0

I'm trying to copy a Postgres table1 to another table2 while changing the value of one of the columns. To make the transfer faster I run 10 different processes each having different offsets in the table1 to start from, e.g., 1st process: SELECT * FROM table OFFSET offset1 LIMIT x; then copy to table2, 2nd process: SELECT * FROM table OFFSET offset2 LIMIT x then copy to table2.

But even though I don't have duplicate rows in my table1 I do get duplicate rows in my table2 (x is smaller than offset2-offset1). Is it possible that the same offset value is not pointing to the same row in the table across different processes? If yes, what would be better way to copy a table while modifying a column in Postgres? Thanks!

hovnatan
  • 1,331
  • 10
  • 23
  • Near duplicate: [PostgreSQL - repeating rows from LIMIT OFFSET](http://stackoverflow.com/questions/13580826). The asker of that other question uses `order by`, but on a non-unique expression. BTW this is missing in Denis answer.

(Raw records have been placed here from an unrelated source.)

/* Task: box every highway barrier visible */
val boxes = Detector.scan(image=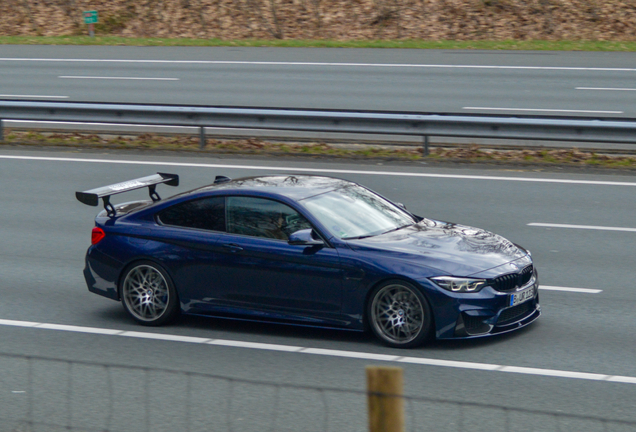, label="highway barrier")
[0,354,636,432]
[0,100,636,154]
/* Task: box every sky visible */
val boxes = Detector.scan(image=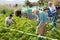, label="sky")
[0,0,37,4]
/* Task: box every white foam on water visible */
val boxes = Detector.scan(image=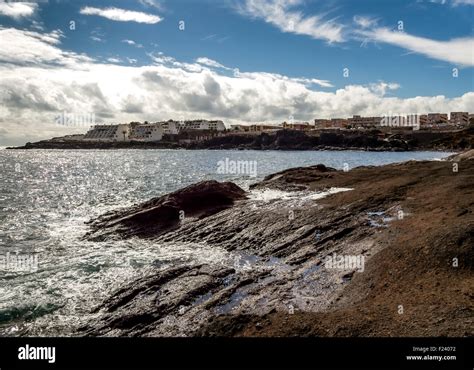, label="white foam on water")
[249,188,354,203]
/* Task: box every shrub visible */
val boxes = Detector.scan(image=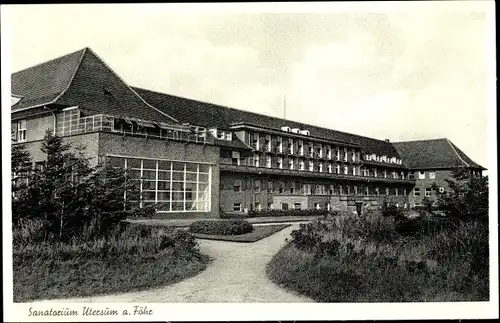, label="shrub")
[221,209,328,219]
[189,219,253,235]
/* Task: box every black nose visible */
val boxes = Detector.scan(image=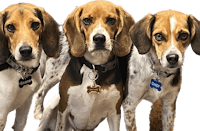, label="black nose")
[93,34,106,44]
[19,45,32,57]
[166,54,179,65]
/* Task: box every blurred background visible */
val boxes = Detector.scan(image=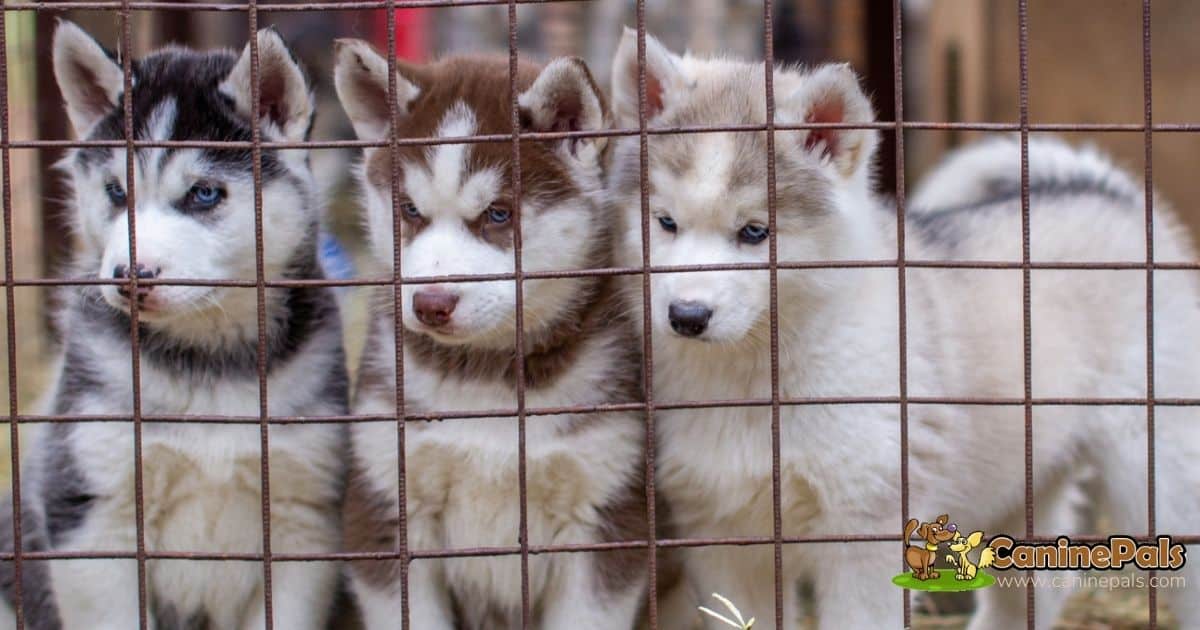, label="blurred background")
[0,0,1200,629]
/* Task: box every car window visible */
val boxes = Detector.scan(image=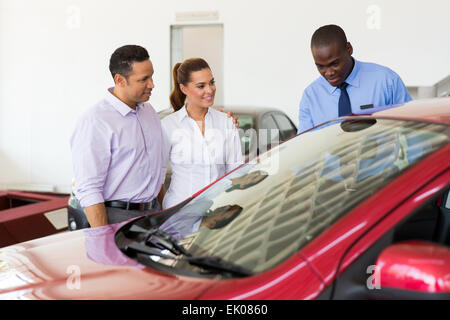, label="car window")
[125,119,450,272]
[273,113,297,140]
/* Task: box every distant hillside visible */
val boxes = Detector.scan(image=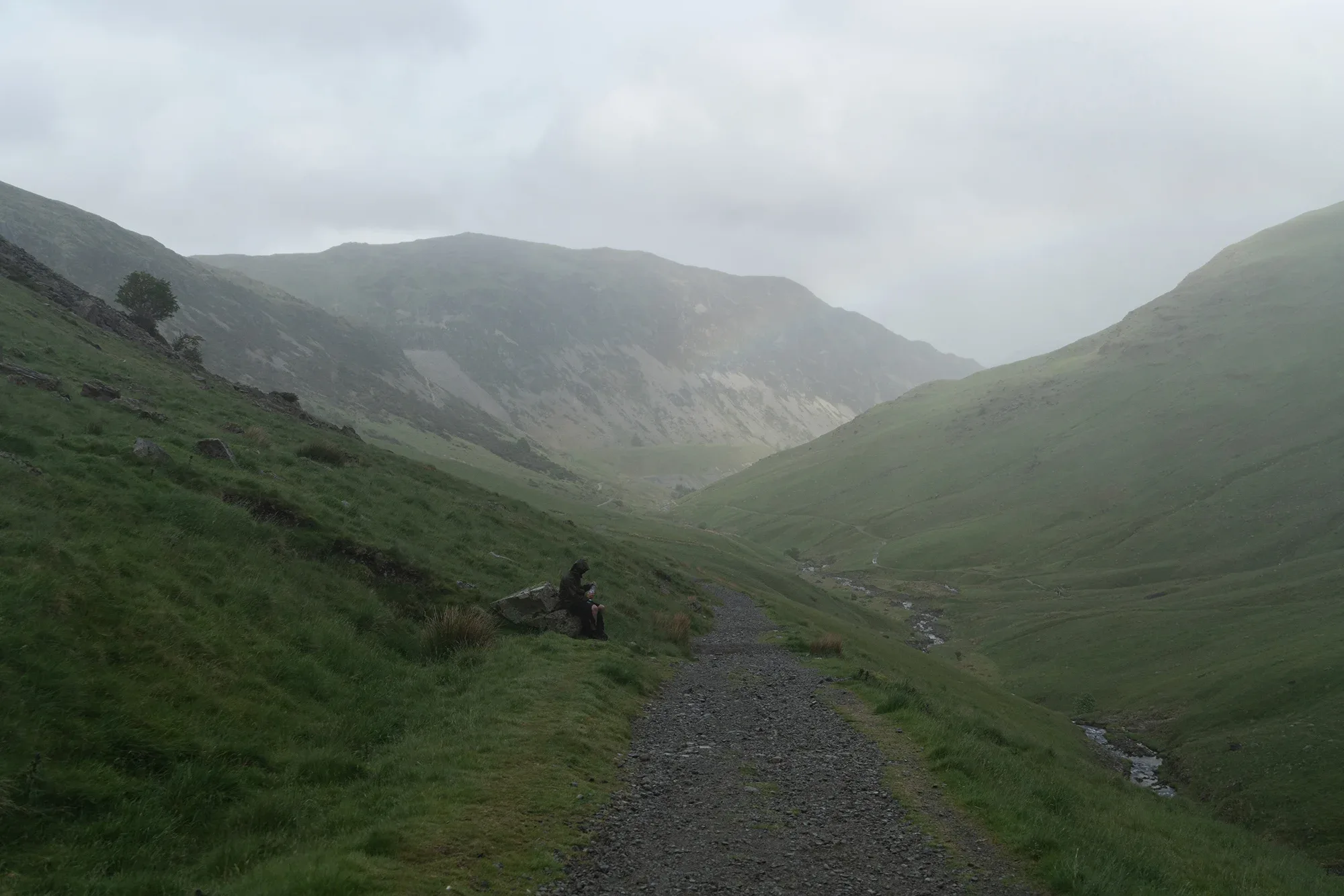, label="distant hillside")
[0,183,559,473]
[202,234,978,449]
[683,204,1344,572]
[679,204,1344,869]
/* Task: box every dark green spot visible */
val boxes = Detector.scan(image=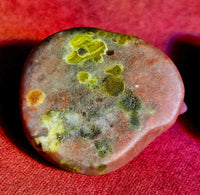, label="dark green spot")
[120,89,141,111]
[65,33,107,64]
[94,139,112,158]
[130,112,140,129]
[105,64,124,76]
[117,34,133,45]
[77,72,90,83]
[80,124,101,140]
[102,75,124,96]
[78,48,88,56]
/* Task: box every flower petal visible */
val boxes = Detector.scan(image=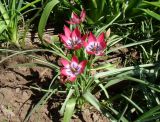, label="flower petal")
[97,33,104,42]
[79,60,87,73]
[80,9,86,22]
[100,41,107,50]
[83,41,88,48]
[61,68,68,76]
[60,59,70,67]
[64,26,71,38]
[81,34,87,41]
[72,27,81,37]
[69,75,76,82]
[71,55,78,64]
[88,32,96,43]
[59,34,68,43]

Just using `ORDER BY` is not sufficient, it needs to be applied to a field or combination of fields or an expression that is unique across all rows. – Daniel Vérité Dec 18 '14 at 15:03
  • Also, you should time `CREATE TABLE table2 AS SELECT...`, it's probably faster than the 10 different processes if these sessions are playing against each other to gain access to the disks, unless your postgres data partition is spread over a large number of physical drives – Daniel Vérité Dec 18 '14 at 15:07

1 Answers1

2

Without an order by statement, limit and offset are seldom meaningful... SQL offers no guarantee on row order unless you make it explicit. So add an order by clause.

Also, if copying a table wholesale is what you want, it's better to simply:

insert into table2 select * from table1
Denis de Bernardy
  • 75,850
  • 13
  • 131
  • 154